Hacker News new | ask | show | jobs
by reaperducer 2293 days ago
So how many times was an issue missed because you weren't in the office, or because you were looking at your own screen and not dashboards at the moment?

That's not a problem with dashboards. That's a problem with training and staffing people.

because you can't scalably fix problems with SSH.

The number of businesses that need to worry about scalability is vanishingly small compared to the number of businesses that don't. Let's not pretend that one company's problems are the same as another's.

you should eventually not rely on human intervention to actually keep incidents from happening.

He didn't state that the dashboard was the only way his organization kept tabs on things. He indicated that it was only one way, and specifically stated that an alert system also exists.

2 comments

>That's not a problem with dashboards. That's a problem with training and staffing people.

Training and staffing people to look at dashboards? I've never heard of this and it sounds awful.

"Hey, Mike. On your way to the Keurig, remember to glance at the status panel on the wall and let us know if something doesn't look right, OK?"

Brutal.

Why should Mike have to remember this? Why should all of your infrastructure depend on Mike not getting a text from his wife while walking to the fridge for a La Croix?
I read your comment as sincerely saying that such an arrangement would be "brutal". Looking at your downvotes maybe people think you were being sarcastic?
> That's not a problem with dashboards. That's a problem with training and staffing people.

Again, the whole point of us being computer people is that we think computers can solve problems in repeated, reliable ways. You can run a highly reliable, say, delivery-based bookstore by having a well-staffed group of well-trained human phone operators who pass messages onto human shippers. People did that (and they still do), and it worked. But we have the thesis that you can do this more efficiently and more reliably - in short, that you can deliver more business value - by using computers to automate the process.

> The number of businesses that need to worry about scalability is vanishingly small compared to the number of businesses that don't. Let's not pretend that one company's problems are the same as another's.

I do fully agree that different companies have different priorities, and in particular I think it's totally fine to rely on humans in the loop while a system is still young (or has just been redesigned) and you don't have a good codified sense of how it behaves yet. However,

1) Wall-based dashboards aren't a best practice, any more than SSHing to production servers is a best practice. It's the right thing for some cases, some of the time. I'd agree with "It's a valuable skill, and it's been useful;" I disagree with "It's so valuable you should make sure everyone does it." If you have the option of either getting good at alerts or getting good at dashboards, spend your time getting good at alerts, first. I'd say the same about infrastructure-as-code vs. SSH-to-prod (and I say this as someone who regularly SSHs to prod and is real good at single-machine old-school sysadminnery).

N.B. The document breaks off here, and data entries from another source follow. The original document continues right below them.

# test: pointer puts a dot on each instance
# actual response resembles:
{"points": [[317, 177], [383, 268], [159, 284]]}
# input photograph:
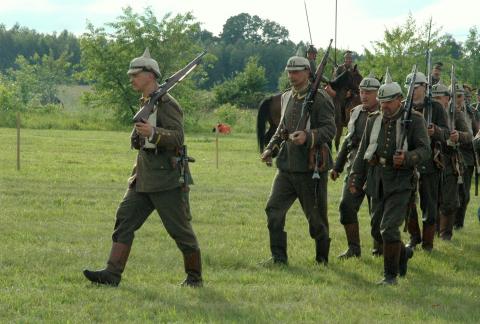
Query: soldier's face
{"points": [[368, 98], [298, 79], [390, 108], [443, 100], [460, 100], [140, 81], [419, 94]]}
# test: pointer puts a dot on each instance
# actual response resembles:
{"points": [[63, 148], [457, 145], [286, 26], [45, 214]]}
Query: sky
{"points": [[359, 22]]}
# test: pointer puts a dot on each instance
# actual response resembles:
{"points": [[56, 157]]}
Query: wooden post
{"points": [[18, 141], [216, 145]]}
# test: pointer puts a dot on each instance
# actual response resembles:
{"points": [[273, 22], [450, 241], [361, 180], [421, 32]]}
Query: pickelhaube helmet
{"points": [[144, 63], [389, 90], [369, 83], [440, 90], [297, 63], [458, 89], [420, 79]]}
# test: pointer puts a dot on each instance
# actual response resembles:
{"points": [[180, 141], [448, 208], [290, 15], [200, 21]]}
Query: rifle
{"points": [[310, 98], [407, 112], [428, 97], [452, 112], [167, 85]]}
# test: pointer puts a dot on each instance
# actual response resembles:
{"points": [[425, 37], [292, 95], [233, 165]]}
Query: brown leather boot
{"points": [[322, 247], [377, 249], [112, 274], [193, 269], [353, 239], [413, 229], [391, 259], [428, 236]]}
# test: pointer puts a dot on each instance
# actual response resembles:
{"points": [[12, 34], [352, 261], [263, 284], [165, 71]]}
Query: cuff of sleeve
{"points": [[311, 138]]}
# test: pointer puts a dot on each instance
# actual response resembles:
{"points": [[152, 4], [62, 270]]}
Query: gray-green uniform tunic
{"points": [[389, 188], [350, 203], [429, 181], [294, 176], [155, 183]]}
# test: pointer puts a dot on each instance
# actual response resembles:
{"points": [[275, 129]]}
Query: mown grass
{"points": [[57, 216]]}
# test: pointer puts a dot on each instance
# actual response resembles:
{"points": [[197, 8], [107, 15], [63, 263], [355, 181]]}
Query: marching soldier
{"points": [[468, 155], [155, 182], [430, 169], [436, 72], [350, 203], [292, 144], [385, 166], [453, 165]]}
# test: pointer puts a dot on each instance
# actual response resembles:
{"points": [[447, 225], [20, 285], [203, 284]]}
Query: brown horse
{"points": [[269, 109]]}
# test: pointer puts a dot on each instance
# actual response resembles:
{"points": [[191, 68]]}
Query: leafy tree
{"points": [[172, 40], [246, 89]]}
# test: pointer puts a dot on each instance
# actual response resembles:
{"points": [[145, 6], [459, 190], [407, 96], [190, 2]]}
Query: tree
{"points": [[246, 89], [173, 41]]}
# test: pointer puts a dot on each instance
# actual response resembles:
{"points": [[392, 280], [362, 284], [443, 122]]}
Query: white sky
{"points": [[359, 21]]}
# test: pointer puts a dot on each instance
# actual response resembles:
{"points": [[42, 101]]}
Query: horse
{"points": [[269, 109]]}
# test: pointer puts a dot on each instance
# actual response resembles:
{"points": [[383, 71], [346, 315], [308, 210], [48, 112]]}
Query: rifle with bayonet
{"points": [[452, 114], [143, 114], [407, 112]]}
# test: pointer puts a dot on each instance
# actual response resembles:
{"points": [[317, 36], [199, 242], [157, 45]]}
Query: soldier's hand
{"points": [[144, 128], [298, 137], [334, 175], [267, 157], [398, 159], [332, 93], [353, 190], [454, 136]]}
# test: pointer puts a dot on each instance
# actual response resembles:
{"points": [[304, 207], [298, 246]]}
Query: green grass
{"points": [[57, 216]]}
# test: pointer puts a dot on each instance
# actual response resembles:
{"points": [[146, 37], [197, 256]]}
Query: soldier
{"points": [[350, 204], [347, 64], [468, 155], [453, 166], [441, 94], [292, 144], [387, 165], [155, 182], [429, 170], [436, 72]]}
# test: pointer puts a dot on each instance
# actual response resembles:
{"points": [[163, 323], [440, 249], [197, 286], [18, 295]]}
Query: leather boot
{"points": [[446, 225], [413, 229], [353, 239], [391, 259], [278, 247], [377, 249], [322, 247], [112, 274], [406, 253], [428, 236], [193, 269]]}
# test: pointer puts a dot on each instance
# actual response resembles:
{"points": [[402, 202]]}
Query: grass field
{"points": [[57, 216]]}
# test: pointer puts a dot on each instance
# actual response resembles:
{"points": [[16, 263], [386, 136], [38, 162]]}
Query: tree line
{"points": [[243, 64]]}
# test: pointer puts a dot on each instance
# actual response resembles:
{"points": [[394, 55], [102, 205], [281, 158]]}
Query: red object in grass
{"points": [[223, 128]]}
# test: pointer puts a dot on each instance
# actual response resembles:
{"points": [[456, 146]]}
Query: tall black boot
{"points": [[278, 247], [391, 258], [353, 238], [322, 247], [193, 269], [406, 253], [112, 274]]}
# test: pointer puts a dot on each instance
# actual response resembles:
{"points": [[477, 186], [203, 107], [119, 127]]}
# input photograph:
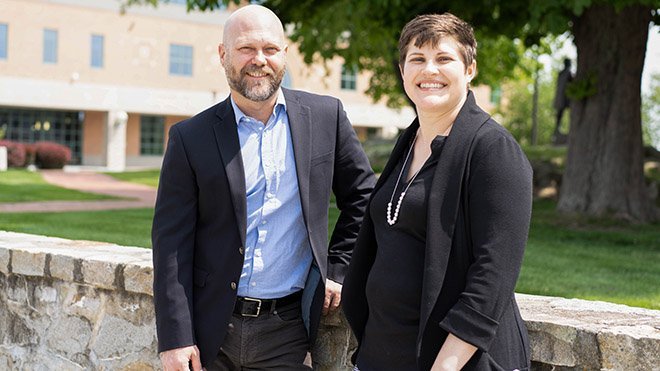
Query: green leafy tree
{"points": [[516, 110], [604, 162]]}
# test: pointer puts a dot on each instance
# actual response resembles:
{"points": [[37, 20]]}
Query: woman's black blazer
{"points": [[479, 210]]}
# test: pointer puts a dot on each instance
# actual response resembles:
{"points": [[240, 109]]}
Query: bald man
{"points": [[242, 266]]}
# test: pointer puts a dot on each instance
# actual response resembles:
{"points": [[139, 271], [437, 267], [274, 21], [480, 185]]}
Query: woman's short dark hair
{"points": [[431, 28]]}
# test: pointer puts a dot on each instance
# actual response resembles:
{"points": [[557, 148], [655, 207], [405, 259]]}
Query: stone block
{"points": [[69, 336], [62, 267], [139, 278], [28, 263], [117, 337], [99, 273], [82, 301], [4, 260], [45, 294], [631, 345]]}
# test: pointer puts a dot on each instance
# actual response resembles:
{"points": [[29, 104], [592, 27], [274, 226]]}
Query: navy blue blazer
{"points": [[479, 209], [200, 218]]}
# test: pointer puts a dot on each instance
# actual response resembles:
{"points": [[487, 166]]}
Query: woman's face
{"points": [[435, 77]]}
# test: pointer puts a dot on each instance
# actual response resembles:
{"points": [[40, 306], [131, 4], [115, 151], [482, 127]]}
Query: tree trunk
{"points": [[604, 169]]}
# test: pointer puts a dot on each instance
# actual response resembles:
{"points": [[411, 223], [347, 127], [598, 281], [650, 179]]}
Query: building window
{"points": [[495, 95], [97, 51], [152, 135], [3, 41], [180, 60], [33, 125], [348, 77], [50, 46]]}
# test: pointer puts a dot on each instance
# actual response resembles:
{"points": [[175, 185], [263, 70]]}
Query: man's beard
{"points": [[257, 92]]}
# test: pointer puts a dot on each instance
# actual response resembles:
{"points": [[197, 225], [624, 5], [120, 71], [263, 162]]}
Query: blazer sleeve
{"points": [[498, 216], [352, 184], [173, 236]]}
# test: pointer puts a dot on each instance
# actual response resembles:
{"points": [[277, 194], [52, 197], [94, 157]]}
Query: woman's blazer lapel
{"points": [[401, 146], [443, 203]]}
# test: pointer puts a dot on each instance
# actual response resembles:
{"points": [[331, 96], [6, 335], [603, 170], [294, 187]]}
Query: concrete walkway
{"points": [[136, 195]]}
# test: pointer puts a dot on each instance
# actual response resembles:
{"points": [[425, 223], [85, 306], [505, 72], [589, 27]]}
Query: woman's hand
{"points": [[453, 355]]}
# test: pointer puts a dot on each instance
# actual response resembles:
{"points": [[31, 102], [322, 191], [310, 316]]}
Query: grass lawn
{"points": [[147, 177], [25, 186], [130, 227], [591, 259], [566, 256]]}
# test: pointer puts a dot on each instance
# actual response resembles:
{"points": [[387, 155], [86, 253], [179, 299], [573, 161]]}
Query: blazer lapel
{"points": [[443, 203], [226, 135], [300, 125], [400, 148]]}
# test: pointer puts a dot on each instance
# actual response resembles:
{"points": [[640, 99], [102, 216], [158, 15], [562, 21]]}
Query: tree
{"points": [[604, 164]]}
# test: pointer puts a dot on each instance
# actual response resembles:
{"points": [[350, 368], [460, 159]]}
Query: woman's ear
{"points": [[471, 71]]}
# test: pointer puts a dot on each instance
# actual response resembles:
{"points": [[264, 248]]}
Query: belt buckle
{"points": [[258, 301]]}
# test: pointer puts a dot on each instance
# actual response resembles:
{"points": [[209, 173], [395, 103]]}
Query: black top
{"points": [[394, 285]]}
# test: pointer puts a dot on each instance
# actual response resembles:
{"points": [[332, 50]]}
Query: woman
{"points": [[430, 285]]}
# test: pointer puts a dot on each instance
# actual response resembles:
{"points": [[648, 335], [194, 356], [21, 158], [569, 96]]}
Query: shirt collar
{"points": [[239, 115]]}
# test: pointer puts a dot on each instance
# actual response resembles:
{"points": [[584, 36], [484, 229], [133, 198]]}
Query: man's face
{"points": [[254, 61]]}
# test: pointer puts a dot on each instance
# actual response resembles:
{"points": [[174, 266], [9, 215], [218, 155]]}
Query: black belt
{"points": [[252, 307]]}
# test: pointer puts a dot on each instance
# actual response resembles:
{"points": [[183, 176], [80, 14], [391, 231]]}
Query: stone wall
{"points": [[71, 305]]}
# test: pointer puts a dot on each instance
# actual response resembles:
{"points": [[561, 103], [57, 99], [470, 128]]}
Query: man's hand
{"points": [[179, 359], [332, 296]]}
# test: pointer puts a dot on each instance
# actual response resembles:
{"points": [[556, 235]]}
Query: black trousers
{"points": [[272, 341]]}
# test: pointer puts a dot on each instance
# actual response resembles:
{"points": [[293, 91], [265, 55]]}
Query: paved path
{"points": [[137, 195]]}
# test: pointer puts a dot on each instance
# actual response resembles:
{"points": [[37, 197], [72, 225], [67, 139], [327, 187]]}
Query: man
{"points": [[241, 263]]}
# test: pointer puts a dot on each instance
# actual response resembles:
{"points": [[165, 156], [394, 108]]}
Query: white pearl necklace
{"points": [[391, 220]]}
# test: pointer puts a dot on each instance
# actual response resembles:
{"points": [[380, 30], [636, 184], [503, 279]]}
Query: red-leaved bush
{"points": [[51, 155], [15, 153]]}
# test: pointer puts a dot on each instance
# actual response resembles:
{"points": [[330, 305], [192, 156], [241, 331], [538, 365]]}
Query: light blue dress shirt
{"points": [[278, 255]]}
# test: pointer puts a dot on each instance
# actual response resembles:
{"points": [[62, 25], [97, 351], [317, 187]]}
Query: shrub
{"points": [[15, 153], [30, 153], [50, 155]]}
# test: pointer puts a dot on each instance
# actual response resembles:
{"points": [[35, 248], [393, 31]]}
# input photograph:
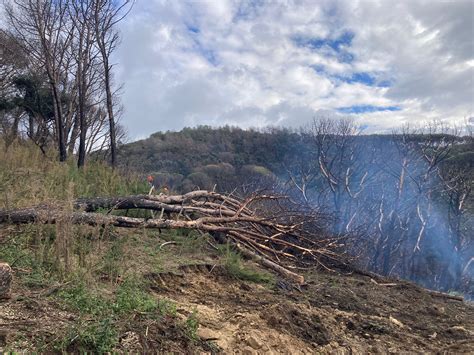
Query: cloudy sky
{"points": [[281, 63]]}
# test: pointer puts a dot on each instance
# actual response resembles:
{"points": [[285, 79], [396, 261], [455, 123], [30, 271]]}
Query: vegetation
{"points": [[405, 199], [57, 87]]}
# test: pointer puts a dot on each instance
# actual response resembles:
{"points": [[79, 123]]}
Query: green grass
{"points": [[234, 266], [97, 329]]}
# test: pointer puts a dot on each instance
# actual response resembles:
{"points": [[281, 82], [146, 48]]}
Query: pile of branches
{"points": [[268, 228]]}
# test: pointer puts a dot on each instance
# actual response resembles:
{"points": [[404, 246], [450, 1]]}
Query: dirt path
{"points": [[334, 313], [343, 313]]}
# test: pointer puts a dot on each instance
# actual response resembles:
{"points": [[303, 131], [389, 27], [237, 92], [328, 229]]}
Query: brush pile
{"points": [[271, 229]]}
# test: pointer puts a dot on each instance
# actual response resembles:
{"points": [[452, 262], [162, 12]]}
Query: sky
{"points": [[283, 63]]}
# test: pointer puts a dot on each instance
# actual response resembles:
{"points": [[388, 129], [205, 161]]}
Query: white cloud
{"points": [[230, 62]]}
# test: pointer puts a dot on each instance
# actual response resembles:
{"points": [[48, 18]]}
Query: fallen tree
{"points": [[270, 229]]}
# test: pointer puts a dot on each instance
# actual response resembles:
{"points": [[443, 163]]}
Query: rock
{"points": [[396, 322], [248, 351], [460, 330], [207, 334], [254, 342], [5, 280]]}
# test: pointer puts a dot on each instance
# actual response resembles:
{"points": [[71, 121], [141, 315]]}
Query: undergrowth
{"points": [[234, 266], [95, 273]]}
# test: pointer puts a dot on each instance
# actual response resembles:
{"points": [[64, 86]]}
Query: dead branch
{"points": [[259, 227]]}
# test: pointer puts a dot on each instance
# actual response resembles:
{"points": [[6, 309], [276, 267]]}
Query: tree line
{"points": [[404, 200], [57, 86]]}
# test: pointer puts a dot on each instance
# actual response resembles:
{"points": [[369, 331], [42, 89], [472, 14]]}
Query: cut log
{"points": [[263, 226], [290, 275]]}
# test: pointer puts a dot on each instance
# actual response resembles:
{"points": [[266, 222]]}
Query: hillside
{"points": [[83, 288], [406, 200], [193, 299]]}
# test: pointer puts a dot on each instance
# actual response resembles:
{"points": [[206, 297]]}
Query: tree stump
{"points": [[5, 280]]}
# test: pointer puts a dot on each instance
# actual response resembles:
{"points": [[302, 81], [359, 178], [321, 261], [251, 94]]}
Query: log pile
{"points": [[270, 229]]}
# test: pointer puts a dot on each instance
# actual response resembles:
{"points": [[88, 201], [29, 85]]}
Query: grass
{"points": [[234, 266], [97, 273], [98, 329]]}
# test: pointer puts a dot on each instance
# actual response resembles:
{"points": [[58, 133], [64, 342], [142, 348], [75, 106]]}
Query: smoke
{"points": [[390, 193]]}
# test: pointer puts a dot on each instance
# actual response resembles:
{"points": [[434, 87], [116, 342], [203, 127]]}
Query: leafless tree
{"points": [[107, 14]]}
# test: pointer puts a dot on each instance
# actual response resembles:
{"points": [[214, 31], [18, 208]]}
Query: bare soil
{"points": [[333, 313]]}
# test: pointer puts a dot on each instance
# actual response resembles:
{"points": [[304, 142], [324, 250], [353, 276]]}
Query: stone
{"points": [[254, 342], [207, 334], [5, 280]]}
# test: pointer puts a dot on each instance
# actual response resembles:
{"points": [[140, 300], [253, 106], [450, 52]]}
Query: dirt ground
{"points": [[334, 313]]}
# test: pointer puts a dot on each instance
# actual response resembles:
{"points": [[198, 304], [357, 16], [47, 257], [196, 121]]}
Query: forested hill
{"points": [[406, 199], [200, 155], [204, 156]]}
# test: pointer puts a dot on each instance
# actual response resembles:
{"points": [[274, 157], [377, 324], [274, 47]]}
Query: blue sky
{"points": [[260, 63]]}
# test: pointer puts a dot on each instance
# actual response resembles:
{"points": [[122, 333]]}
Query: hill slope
{"points": [[216, 310]]}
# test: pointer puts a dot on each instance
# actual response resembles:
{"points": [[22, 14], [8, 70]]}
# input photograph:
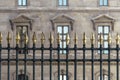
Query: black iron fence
{"points": [[64, 75]]}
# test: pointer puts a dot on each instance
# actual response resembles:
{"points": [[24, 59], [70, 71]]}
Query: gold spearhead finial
{"points": [[84, 38], [0, 37], [17, 38], [117, 39], [51, 39], [26, 39], [109, 39], [67, 39], [58, 38], [92, 38], [101, 39], [8, 38], [34, 39], [42, 38], [75, 39]]}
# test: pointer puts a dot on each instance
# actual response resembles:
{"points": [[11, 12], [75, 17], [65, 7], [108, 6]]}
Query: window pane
{"points": [[105, 37], [100, 29], [60, 77], [59, 30], [60, 44], [64, 2], [106, 29], [66, 29], [64, 44], [19, 2], [105, 2], [105, 44], [24, 2], [101, 2], [64, 77], [60, 2], [64, 37], [24, 30]]}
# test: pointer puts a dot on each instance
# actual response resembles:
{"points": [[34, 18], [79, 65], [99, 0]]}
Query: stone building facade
{"points": [[63, 16]]}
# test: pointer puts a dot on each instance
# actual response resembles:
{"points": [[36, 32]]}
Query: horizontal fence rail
{"points": [[59, 68]]}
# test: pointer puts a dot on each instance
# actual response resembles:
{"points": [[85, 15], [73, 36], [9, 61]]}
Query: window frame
{"points": [[63, 34], [103, 3], [23, 75], [21, 44], [62, 3], [22, 3], [103, 34]]}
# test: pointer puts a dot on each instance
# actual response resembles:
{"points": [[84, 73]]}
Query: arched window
{"points": [[22, 2], [104, 77], [62, 24], [23, 25], [103, 24], [22, 77]]}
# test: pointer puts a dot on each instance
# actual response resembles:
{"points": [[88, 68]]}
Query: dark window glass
{"points": [[103, 2], [23, 30], [22, 77], [104, 30], [62, 2], [63, 30], [22, 2]]}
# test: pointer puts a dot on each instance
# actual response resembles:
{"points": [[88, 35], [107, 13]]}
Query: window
{"points": [[62, 30], [104, 77], [63, 77], [104, 30], [22, 77], [103, 2], [62, 2], [22, 2], [23, 30]]}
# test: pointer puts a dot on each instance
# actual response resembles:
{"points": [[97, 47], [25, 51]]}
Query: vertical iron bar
{"points": [[75, 62], [92, 70], [25, 61], [100, 61], [42, 60], [84, 61], [8, 61], [58, 61], [17, 52], [50, 61], [109, 62], [34, 61], [0, 60], [67, 52], [117, 47]]}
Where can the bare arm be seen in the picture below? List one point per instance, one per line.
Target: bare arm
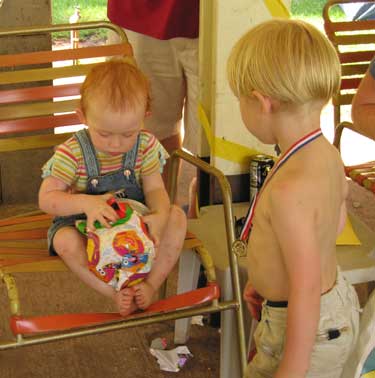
(363, 107)
(293, 218)
(55, 198)
(158, 202)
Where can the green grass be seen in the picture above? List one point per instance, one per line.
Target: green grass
(91, 10)
(312, 11)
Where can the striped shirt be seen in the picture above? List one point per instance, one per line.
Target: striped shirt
(67, 164)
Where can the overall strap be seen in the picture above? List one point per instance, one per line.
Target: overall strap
(88, 152)
(283, 159)
(130, 157)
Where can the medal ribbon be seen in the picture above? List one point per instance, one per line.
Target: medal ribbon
(283, 158)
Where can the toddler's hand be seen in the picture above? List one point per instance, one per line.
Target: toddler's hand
(155, 223)
(96, 208)
(253, 300)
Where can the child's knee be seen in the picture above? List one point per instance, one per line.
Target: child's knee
(67, 242)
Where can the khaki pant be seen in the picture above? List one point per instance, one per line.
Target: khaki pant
(172, 67)
(339, 309)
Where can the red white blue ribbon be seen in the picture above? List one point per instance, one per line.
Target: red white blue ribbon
(291, 151)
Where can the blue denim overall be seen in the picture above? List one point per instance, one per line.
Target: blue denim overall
(122, 179)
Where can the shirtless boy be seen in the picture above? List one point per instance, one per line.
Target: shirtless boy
(283, 72)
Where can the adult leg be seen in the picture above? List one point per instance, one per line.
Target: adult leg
(168, 252)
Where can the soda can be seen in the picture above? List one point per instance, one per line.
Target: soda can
(260, 165)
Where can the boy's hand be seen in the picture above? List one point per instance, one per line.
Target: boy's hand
(96, 208)
(155, 223)
(253, 300)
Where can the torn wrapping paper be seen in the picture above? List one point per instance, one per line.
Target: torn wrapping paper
(171, 360)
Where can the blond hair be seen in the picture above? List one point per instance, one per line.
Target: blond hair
(119, 82)
(288, 60)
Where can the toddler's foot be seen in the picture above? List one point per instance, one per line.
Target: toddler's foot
(125, 301)
(144, 294)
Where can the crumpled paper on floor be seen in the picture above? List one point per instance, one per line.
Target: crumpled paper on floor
(172, 360)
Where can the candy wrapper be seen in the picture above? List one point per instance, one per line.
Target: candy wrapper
(122, 255)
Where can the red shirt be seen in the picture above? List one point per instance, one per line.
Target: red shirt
(162, 19)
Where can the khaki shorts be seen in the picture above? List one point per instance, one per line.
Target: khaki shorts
(339, 309)
(172, 67)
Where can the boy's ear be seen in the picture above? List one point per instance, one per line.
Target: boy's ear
(81, 116)
(264, 101)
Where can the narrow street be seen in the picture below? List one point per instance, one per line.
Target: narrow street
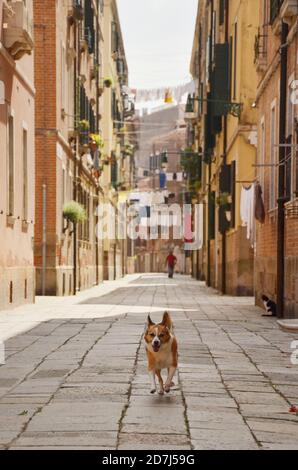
(75, 373)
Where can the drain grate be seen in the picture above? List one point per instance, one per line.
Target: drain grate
(44, 374)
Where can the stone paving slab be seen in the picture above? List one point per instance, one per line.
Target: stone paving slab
(76, 378)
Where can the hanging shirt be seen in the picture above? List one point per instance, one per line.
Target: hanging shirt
(247, 210)
(259, 204)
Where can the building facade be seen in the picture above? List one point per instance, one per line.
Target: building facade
(17, 154)
(225, 136)
(276, 59)
(77, 144)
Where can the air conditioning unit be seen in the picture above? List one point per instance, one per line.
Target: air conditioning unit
(289, 9)
(18, 30)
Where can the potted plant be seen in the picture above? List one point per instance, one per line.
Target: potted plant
(84, 125)
(108, 82)
(74, 212)
(96, 141)
(223, 199)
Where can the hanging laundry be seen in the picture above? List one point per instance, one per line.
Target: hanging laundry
(162, 180)
(259, 204)
(247, 210)
(96, 159)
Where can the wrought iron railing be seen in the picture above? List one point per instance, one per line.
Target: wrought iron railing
(275, 6)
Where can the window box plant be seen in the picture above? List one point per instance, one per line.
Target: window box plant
(74, 212)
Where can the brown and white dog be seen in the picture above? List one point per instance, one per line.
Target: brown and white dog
(162, 352)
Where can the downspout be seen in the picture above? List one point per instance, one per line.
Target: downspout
(281, 172)
(225, 137)
(75, 164)
(97, 130)
(209, 241)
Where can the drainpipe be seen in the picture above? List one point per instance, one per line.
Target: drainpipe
(281, 173)
(225, 140)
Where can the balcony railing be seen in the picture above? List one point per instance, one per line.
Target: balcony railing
(18, 30)
(261, 45)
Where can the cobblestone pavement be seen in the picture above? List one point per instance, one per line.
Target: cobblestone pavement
(78, 379)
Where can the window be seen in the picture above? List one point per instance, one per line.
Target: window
(25, 174)
(274, 9)
(222, 6)
(273, 171)
(10, 205)
(235, 61)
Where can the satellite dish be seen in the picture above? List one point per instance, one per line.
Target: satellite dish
(2, 93)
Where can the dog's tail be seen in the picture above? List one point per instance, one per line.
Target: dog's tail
(167, 321)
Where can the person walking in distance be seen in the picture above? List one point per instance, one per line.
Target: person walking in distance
(171, 262)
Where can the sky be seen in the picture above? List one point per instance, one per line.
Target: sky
(158, 37)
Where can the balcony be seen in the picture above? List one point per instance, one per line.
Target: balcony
(18, 30)
(289, 9)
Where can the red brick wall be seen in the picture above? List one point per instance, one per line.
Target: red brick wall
(45, 117)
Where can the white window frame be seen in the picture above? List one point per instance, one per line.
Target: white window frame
(11, 114)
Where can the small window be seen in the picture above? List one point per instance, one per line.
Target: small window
(273, 148)
(11, 292)
(25, 174)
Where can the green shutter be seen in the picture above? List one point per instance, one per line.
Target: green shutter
(220, 90)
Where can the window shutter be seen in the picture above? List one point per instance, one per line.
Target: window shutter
(225, 179)
(233, 192)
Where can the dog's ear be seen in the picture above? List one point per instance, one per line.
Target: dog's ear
(166, 320)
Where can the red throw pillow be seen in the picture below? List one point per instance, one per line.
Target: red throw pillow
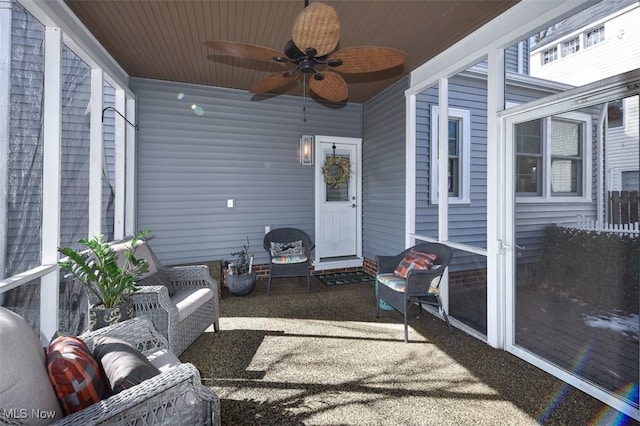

2) Scalability isn't about absolute size, it's about how much you can do with the resources you have. Small teams and not-yet-profitable teams need to focus more on scalability (in the sense I'm using it) because they simply can't staff enough people to cover up gaps in operability. For example, you're much better off figuring out how to set up HA and automated failover than saying "We're too small for that," setting up a weekly pager rotation with people on call 24 hours a day, and alerting them so much they can't do non-toil work (or worse, burning them out and having them find another job).

Many years ago I was on a ~4-person team at my undergrad computer club running web hosting. We ended up getting popular enough that many real university applications (course websites for submitting assignments, etc.) depended on us. Our priority was that, as students, we couldn't get paged during finals week because our academics would take priority, and yet finals week was the most critical time for the service to stay up. So we got real good at HA, at reproducible deployments and config management, etc. (I remember one time we spun up a new server during finals week - and we didn't have to do any fiddling to add it to the cluster precisely because we'd automated the provisioning process.) We had web pages with graphed metrics to inform our capacity planning, but no dashboards that anyone was expected to stare at, just alerts on full outages.